What Changed – Socially and Culturally:

• Rapid urbanization led to dense, cramped housing and living conditions, which spread disease, created vast new city dwelling populations, and a new sort of social order.

• New city and factory cultures affecting family and peer groups.

• Debates and laws regarding child labor, public health and working conditions.

• Anti-technology groups such as the Luddites.

Causes of the Industrial Revolution:

• The end of feudalism changes economic relationships, with feudalism used as a useful catch all term and not a claim there was classic style feudalism in Europe at any point.

• A higher population because of less disease and lower infant mortality allowed for a larger industrial workforce.

• The agricultural revolution frees people from the soil, allowing – or driving – them into cities and manufacturing, allowing more a larger industrial workforce.

• Proportionally large amounts of spare capital for investment.

• Inventions and the scientific revolution allowing for new technology.

• Colonial trade networks.

• The presence of all the required resources close together, which is why Britain was the first country to experience the full industrial revolution.

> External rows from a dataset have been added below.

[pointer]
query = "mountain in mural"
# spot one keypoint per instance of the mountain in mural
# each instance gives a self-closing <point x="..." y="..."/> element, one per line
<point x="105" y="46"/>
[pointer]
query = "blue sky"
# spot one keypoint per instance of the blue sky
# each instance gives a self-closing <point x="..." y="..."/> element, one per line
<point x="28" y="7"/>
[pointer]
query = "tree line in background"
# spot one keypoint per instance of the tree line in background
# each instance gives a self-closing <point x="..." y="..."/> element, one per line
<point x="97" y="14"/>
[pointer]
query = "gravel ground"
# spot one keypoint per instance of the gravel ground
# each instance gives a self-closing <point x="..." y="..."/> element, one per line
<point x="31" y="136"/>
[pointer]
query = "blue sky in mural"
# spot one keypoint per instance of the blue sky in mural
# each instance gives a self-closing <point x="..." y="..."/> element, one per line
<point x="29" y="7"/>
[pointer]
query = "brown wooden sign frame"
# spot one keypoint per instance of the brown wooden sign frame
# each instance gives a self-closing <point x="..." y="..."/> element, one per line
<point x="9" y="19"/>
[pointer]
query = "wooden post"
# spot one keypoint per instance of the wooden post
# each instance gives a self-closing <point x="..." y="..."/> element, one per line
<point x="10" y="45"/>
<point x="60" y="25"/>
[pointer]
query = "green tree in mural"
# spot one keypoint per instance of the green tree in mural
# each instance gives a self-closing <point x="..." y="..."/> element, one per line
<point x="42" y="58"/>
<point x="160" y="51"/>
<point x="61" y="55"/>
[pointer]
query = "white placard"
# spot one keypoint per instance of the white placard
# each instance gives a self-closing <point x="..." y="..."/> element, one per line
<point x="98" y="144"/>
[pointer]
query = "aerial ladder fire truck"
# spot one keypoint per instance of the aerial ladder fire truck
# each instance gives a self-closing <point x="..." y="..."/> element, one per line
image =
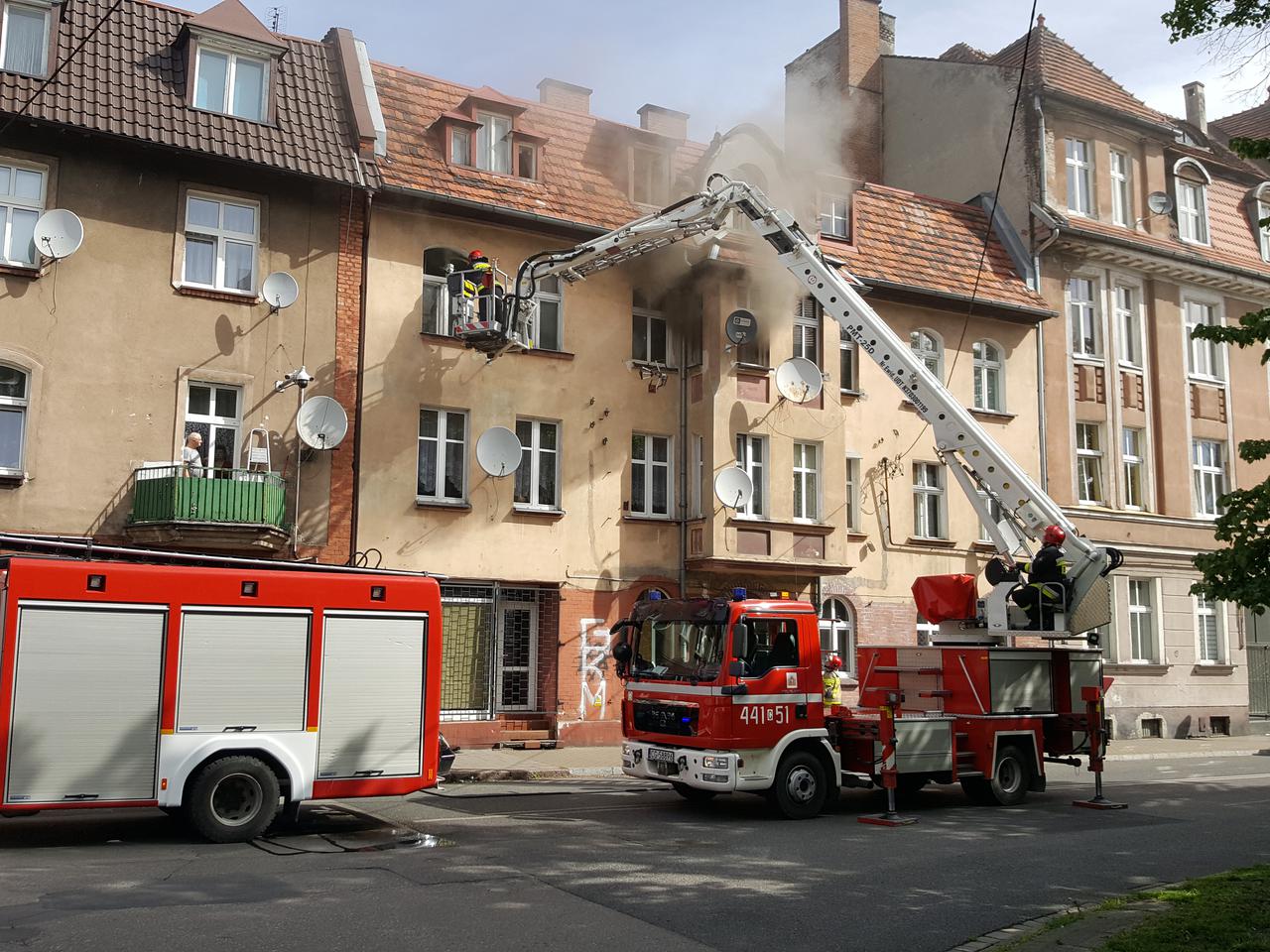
<point x="728" y="694"/>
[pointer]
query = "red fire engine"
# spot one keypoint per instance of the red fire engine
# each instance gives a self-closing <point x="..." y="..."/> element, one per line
<point x="726" y="694"/>
<point x="225" y="689"/>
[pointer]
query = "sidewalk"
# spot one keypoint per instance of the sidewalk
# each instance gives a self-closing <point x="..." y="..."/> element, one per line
<point x="606" y="762"/>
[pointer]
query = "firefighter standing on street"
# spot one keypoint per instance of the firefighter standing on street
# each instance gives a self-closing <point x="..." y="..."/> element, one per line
<point x="1046" y="579"/>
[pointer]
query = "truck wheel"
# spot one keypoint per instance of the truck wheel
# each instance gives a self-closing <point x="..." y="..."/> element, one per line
<point x="693" y="794"/>
<point x="232" y="800"/>
<point x="801" y="785"/>
<point x="1008" y="784"/>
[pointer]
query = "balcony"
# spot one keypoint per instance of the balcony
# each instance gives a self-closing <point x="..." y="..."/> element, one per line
<point x="223" y="511"/>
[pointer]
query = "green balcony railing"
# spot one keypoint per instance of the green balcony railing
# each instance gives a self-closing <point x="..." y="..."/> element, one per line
<point x="167" y="494"/>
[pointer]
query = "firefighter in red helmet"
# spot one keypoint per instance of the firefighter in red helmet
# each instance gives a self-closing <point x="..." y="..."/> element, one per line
<point x="1047" y="576"/>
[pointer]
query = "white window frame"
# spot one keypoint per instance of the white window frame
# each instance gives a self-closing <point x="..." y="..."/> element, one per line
<point x="834" y="216"/>
<point x="444" y="447"/>
<point x="221" y="236"/>
<point x="535" y="452"/>
<point x="838" y="622"/>
<point x="214" y="422"/>
<point x="929" y="492"/>
<point x="1205" y="608"/>
<point x="1080" y="178"/>
<point x="1087" y="456"/>
<point x="929" y="347"/>
<point x="1206" y="359"/>
<point x="45" y="10"/>
<point x="984" y="368"/>
<point x="852" y="493"/>
<point x="22" y="408"/>
<point x="1128" y="321"/>
<point x="230" y="80"/>
<point x="486" y="155"/>
<point x="10" y="202"/>
<point x="1121" y="198"/>
<point x="757" y="471"/>
<point x="1207" y="470"/>
<point x="1084" y="315"/>
<point x="1142" y="601"/>
<point x="652" y="467"/>
<point x="1133" y="463"/>
<point x="807" y="474"/>
<point x="807" y="330"/>
<point x="556" y="298"/>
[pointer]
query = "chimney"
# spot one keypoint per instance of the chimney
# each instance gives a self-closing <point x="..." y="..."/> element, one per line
<point x="667" y="122"/>
<point x="1196" y="116"/>
<point x="566" y="95"/>
<point x="887" y="30"/>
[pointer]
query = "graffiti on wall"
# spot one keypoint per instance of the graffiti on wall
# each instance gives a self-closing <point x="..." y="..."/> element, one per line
<point x="593" y="636"/>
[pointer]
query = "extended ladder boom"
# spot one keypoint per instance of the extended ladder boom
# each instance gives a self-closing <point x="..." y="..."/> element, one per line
<point x="975" y="460"/>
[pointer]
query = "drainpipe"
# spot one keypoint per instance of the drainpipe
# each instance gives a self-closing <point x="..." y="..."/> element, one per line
<point x="1042" y="429"/>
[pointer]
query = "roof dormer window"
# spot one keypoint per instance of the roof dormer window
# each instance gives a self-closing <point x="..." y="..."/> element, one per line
<point x="231" y="82"/>
<point x="24" y="39"/>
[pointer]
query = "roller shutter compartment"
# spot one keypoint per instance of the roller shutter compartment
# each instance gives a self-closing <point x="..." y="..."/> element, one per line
<point x="85" y="707"/>
<point x="371" y="696"/>
<point x="243" y="670"/>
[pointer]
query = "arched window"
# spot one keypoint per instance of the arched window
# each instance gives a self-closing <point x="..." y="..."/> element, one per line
<point x="929" y="347"/>
<point x="989" y="377"/>
<point x="838" y="633"/>
<point x="1259" y="209"/>
<point x="436" y="299"/>
<point x="1192" y="181"/>
<point x="14" y="403"/>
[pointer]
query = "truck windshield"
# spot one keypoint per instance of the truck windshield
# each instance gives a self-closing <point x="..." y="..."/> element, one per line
<point x="679" y="651"/>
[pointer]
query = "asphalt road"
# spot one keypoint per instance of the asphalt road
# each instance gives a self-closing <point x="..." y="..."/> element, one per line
<point x="611" y="866"/>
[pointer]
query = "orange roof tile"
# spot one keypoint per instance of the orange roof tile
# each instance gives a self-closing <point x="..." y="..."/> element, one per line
<point x="1061" y="67"/>
<point x="929" y="244"/>
<point x="581" y="169"/>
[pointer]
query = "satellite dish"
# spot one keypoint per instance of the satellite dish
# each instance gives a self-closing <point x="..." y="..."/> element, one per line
<point x="498" y="451"/>
<point x="280" y="290"/>
<point x="734" y="488"/>
<point x="59" y="234"/>
<point x="799" y="380"/>
<point x="1160" y="203"/>
<point x="742" y="327"/>
<point x="321" y="422"/>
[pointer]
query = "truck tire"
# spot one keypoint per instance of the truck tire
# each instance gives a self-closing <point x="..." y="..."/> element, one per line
<point x="693" y="794"/>
<point x="1008" y="783"/>
<point x="232" y="800"/>
<point x="801" y="787"/>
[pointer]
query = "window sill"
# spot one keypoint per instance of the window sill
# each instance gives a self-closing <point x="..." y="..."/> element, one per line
<point x="425" y="503"/>
<point x="992" y="414"/>
<point x="443" y="339"/>
<point x="545" y="515"/>
<point x="239" y="298"/>
<point x="1127" y="667"/>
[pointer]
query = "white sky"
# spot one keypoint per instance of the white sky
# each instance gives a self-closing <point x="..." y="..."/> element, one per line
<point x="722" y="61"/>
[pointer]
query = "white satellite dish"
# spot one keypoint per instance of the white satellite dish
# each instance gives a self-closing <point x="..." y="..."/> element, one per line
<point x="799" y="380"/>
<point x="498" y="451"/>
<point x="280" y="290"/>
<point x="59" y="234"/>
<point x="734" y="488"/>
<point x="321" y="422"/>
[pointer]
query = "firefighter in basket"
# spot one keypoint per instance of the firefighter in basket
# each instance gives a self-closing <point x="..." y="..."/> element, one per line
<point x="1047" y="581"/>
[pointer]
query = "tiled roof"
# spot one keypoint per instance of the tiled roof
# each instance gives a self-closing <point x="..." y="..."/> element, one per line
<point x="1061" y="67"/>
<point x="929" y="244"/>
<point x="130" y="80"/>
<point x="581" y="173"/>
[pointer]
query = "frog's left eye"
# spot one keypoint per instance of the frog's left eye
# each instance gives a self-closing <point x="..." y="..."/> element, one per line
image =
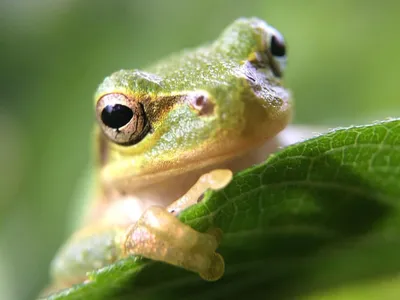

• Culture of hard work, taking risks and developing ideas.

Great Britain

• The first industrial nation

• At the end of the Napoleonic Wars Britain was the world’s leading manufacturing nation

• Superior sea power  the world’s leading commercial nation

• Textile, coal, iron and engineering, the base of Britain’s early prosperity

• Produced almost twice as much coal as its leading European rivals, Belgium and Germany.

• The development of both the steam and the railways  the most important new industry of the 19th century

• Reached its peak of industrial supremacy in relation to other nations in the 2 decades form 1850-1870

• Income distribution became more equal

• The proportion of population in dire poverty fell

• The per capita real income increased 2.5 times between 1850-1914

U.S.A

• Spectacular example of rapid economic growth

• Population growth resulted from the extremely high rate of natural increase

• The numbers of immigrants entering the country rose rapidly

• Income and wealth grew more rapidly than population

• Average per capita income at least doubled

• Abundant land and rich natural resources

• Rapid progress of technology and the increasing regional specialization  varied climate and resources

• Its potential for a large domestic market required a vas transportation network  the construction of turnpikes and canals

• The railway age began almost simultaneously in the US and GB, although for many years the US depended on British technology, equipment and capital.

France

The depression in 1882 cost France more than any other country in the 19th century. A number of factors arose to complicate and prolong it:

- Disastrous diseases

- Large losses of foreign investment from defaulting governments and bankrupt railways

- Foreign trade fell off  the loss of foreign markets, domestic industry also stagnated

• Low rate of demographic growth

• less endowed with coal than the other industrialize countries exploitation more expensive

• Technology  took the lead in some industries: hydropower, steel, aluminium, automobiles, aviation

• Industrial production grew more rapidly than total product

• The foundations of an important new machinery and engineering industry were laid, many of the new machines went to the domestic textile industry, woolens and cottons in particular.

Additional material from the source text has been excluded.